KIEV, Ukraine -- Russian President Vladimir Putin called on Russian-backed insurgents in eastern Ukraine to "stop advancing" Wednesday and urged the Ukrainian army to withdraw their troops from the region.
A day ahead of a NATO summit, Ukraine issued a vague statement about agreeing with Putin on cease-fire steps for eastern Ukraine. The separatists rejected the move, saying no cease-fire was possible without Ukraine withdrawing its forces, while Putin's spokesman claimed that Moscow was not in a position to agree to a cease-fire because it is not party to the conflict.
The back-and-forth came as President Barack Obama arrived in Estonia in a show of solidarity with NATO allies who fear they could be the next target of Russia's aggression. NATO is holding a summit in Wales on Thursday, with plans to approve a rapid-response team to counter the Russian threat.
Putin, speaking on a trip to the Mongolian capital of Ulan Bator, was quoted by Russian news agencies as saying that Kiev must withdraw its troops and stop its artillery strikes.
"The warring parties should immediately coordinate and do the following things together," Putin said. "The first thing is for the armed forces and insurgents of the south-east of Ukraine to stop active advancing in the Donetsk and Luhansk regions.
"Second is for the Ukrainian military to withdraw their troops at a safe distance that will make artillery and other strikes on populated areas impossible," he added.
Putin said he expected the final agreements between Kiev and the rebels to be reached at peace talks in Minsk, Belarus, on Friday.
Stock markets jumped on first reports of a possible cease-fire deal, but later eased back slightly. By early afternoon in Europe, Russia's MICEX benchmark was up 2.7 percent, while the ruble rose 1.4 percent against the U.S. dollar.
Germany's DAX index, which has been particularly sensitive to news regarding the Ukrainian crisis because of the country's economic ties with Russia, was up 1.2 percent.
Obama said it was too early to tell what the announcements meant. He noted previous unsuccessful attempts and questioned whether the separatists would abide by any cease-fire.
"We haven't seen a lot of follow-up on so-called announced cease-fires," Obama said. "Having said that, if in fact Russia is prepared to stop financing, arming, training, in many cases joining with Russian troops activities in Ukraine and is serious about a political settlement, that is something we all hope for."
Ukraine, NATO and the West have accused Russia of sending its troops and weapons to support the insurgents. Moscow has denied the charge. AP reporters on the ground have run into numerous Russian fighters among the rebels and have seen large convoys of heavy military equipment driving in eastern Ukraine from the direction of Russia.
Over the weekend, the European Union leaders agreed to prepare a new round of sanctions that could be enacted in a week, after NATO accused Russia of sending tanks and troops into southeastern Ukraine.
Fighting in eastern Ukraine has killed nearly 2,600 people and forced over 340,000 to flee their homes, according to the U.N.

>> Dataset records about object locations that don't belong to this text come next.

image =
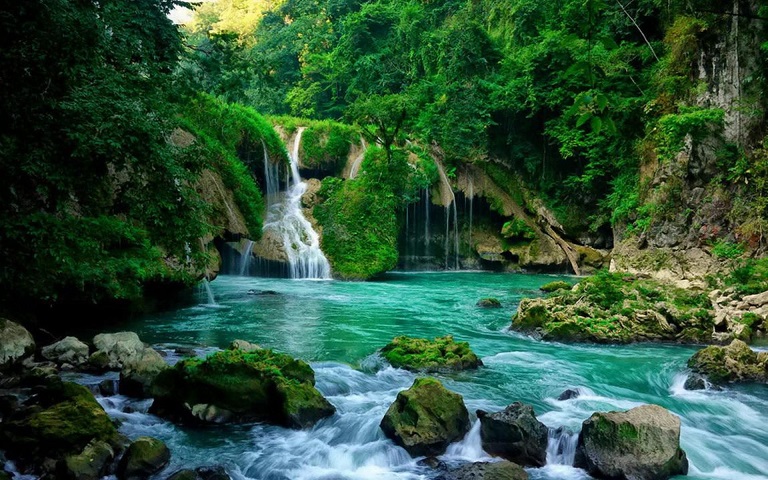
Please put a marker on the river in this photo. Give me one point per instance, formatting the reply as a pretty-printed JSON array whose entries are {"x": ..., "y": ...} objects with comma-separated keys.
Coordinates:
[{"x": 338, "y": 326}]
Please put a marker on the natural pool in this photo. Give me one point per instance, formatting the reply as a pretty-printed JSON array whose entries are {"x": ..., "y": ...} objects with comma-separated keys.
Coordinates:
[{"x": 337, "y": 326}]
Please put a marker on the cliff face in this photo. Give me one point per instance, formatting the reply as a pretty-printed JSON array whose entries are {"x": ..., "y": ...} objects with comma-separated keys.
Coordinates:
[{"x": 698, "y": 193}]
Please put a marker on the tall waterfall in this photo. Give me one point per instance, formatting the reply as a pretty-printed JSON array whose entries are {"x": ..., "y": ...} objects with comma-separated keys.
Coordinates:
[{"x": 286, "y": 219}]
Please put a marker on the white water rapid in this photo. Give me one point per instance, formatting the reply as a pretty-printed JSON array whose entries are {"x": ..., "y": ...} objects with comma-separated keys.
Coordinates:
[{"x": 286, "y": 219}]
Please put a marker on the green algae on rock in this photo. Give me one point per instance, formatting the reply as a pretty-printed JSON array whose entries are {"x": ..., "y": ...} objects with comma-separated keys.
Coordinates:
[
  {"x": 238, "y": 386},
  {"x": 642, "y": 443},
  {"x": 618, "y": 308},
  {"x": 733, "y": 363},
  {"x": 442, "y": 354},
  {"x": 61, "y": 421},
  {"x": 426, "y": 418}
]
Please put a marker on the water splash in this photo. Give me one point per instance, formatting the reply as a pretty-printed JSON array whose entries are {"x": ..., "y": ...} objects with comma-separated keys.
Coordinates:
[
  {"x": 300, "y": 241},
  {"x": 245, "y": 258},
  {"x": 561, "y": 446}
]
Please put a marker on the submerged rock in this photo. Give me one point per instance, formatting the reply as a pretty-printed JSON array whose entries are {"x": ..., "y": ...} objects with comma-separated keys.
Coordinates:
[
  {"x": 144, "y": 457},
  {"x": 92, "y": 463},
  {"x": 618, "y": 308},
  {"x": 426, "y": 418},
  {"x": 514, "y": 434},
  {"x": 442, "y": 354},
  {"x": 640, "y": 444},
  {"x": 489, "y": 303},
  {"x": 16, "y": 343},
  {"x": 487, "y": 471},
  {"x": 67, "y": 350},
  {"x": 240, "y": 386},
  {"x": 733, "y": 363}
]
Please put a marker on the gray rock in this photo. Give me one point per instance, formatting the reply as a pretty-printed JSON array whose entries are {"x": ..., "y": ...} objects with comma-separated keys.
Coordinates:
[
  {"x": 139, "y": 371},
  {"x": 67, "y": 350},
  {"x": 16, "y": 343},
  {"x": 514, "y": 434},
  {"x": 426, "y": 418},
  {"x": 640, "y": 444}
]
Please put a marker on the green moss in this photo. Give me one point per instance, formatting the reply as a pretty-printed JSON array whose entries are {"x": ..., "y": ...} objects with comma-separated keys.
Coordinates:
[
  {"x": 359, "y": 219},
  {"x": 67, "y": 420},
  {"x": 420, "y": 354},
  {"x": 555, "y": 286}
]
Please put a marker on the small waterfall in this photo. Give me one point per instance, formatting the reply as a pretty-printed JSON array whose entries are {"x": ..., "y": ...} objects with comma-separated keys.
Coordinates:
[
  {"x": 470, "y": 447},
  {"x": 271, "y": 178},
  {"x": 286, "y": 219},
  {"x": 426, "y": 222},
  {"x": 205, "y": 288},
  {"x": 561, "y": 446},
  {"x": 245, "y": 258}
]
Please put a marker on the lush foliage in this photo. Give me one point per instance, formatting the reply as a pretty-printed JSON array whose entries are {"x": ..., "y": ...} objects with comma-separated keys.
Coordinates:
[{"x": 359, "y": 217}]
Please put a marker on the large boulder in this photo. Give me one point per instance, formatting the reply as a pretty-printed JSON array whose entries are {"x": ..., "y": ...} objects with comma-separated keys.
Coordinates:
[
  {"x": 140, "y": 371},
  {"x": 733, "y": 363},
  {"x": 426, "y": 418},
  {"x": 16, "y": 343},
  {"x": 640, "y": 444},
  {"x": 514, "y": 434},
  {"x": 67, "y": 350},
  {"x": 143, "y": 458},
  {"x": 234, "y": 386},
  {"x": 487, "y": 471},
  {"x": 60, "y": 421},
  {"x": 92, "y": 463},
  {"x": 118, "y": 348},
  {"x": 442, "y": 354}
]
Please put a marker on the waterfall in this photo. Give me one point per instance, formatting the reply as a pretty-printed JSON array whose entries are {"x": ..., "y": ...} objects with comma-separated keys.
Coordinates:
[
  {"x": 561, "y": 446},
  {"x": 245, "y": 258},
  {"x": 271, "y": 178},
  {"x": 300, "y": 241},
  {"x": 205, "y": 287},
  {"x": 426, "y": 222}
]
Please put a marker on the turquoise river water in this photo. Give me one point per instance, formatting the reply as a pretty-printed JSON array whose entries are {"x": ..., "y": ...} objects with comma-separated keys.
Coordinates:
[{"x": 338, "y": 326}]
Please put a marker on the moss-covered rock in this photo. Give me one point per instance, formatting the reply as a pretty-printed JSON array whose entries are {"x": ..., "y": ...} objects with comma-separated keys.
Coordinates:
[
  {"x": 489, "y": 303},
  {"x": 92, "y": 463},
  {"x": 426, "y": 418},
  {"x": 618, "y": 308},
  {"x": 62, "y": 420},
  {"x": 442, "y": 354},
  {"x": 555, "y": 286},
  {"x": 514, "y": 434},
  {"x": 144, "y": 457},
  {"x": 240, "y": 386},
  {"x": 640, "y": 444},
  {"x": 733, "y": 363}
]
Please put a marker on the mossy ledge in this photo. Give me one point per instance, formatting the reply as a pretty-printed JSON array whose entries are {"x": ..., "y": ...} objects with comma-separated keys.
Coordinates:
[
  {"x": 618, "y": 308},
  {"x": 442, "y": 354},
  {"x": 237, "y": 386}
]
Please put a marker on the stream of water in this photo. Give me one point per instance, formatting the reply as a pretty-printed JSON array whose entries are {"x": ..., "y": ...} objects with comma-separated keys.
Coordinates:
[{"x": 338, "y": 326}]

On Tuesday, a Kremlin aide sharply criticized EU Commission President Jose Manuel Barroso for breaching confidentiality when he quoted President Vladimir Putin as saying Moscow could take over Kiev in two weeks, if it wished.
Yuri Ushakov, the Russian leader's foreign policy adviser, told reporters that Putin's statement was "taken out of context and carried a completely different meaning."
Ushakov lashed out at Barroso, saying it was a breach of diplomatic practices and "unworthy of a serious politician" to speak publicly about a private conversation. Moscow said it was ready to make public the disputed phone conversation between Putin and Barroso, according to the Russian news agency ITAR-TASS.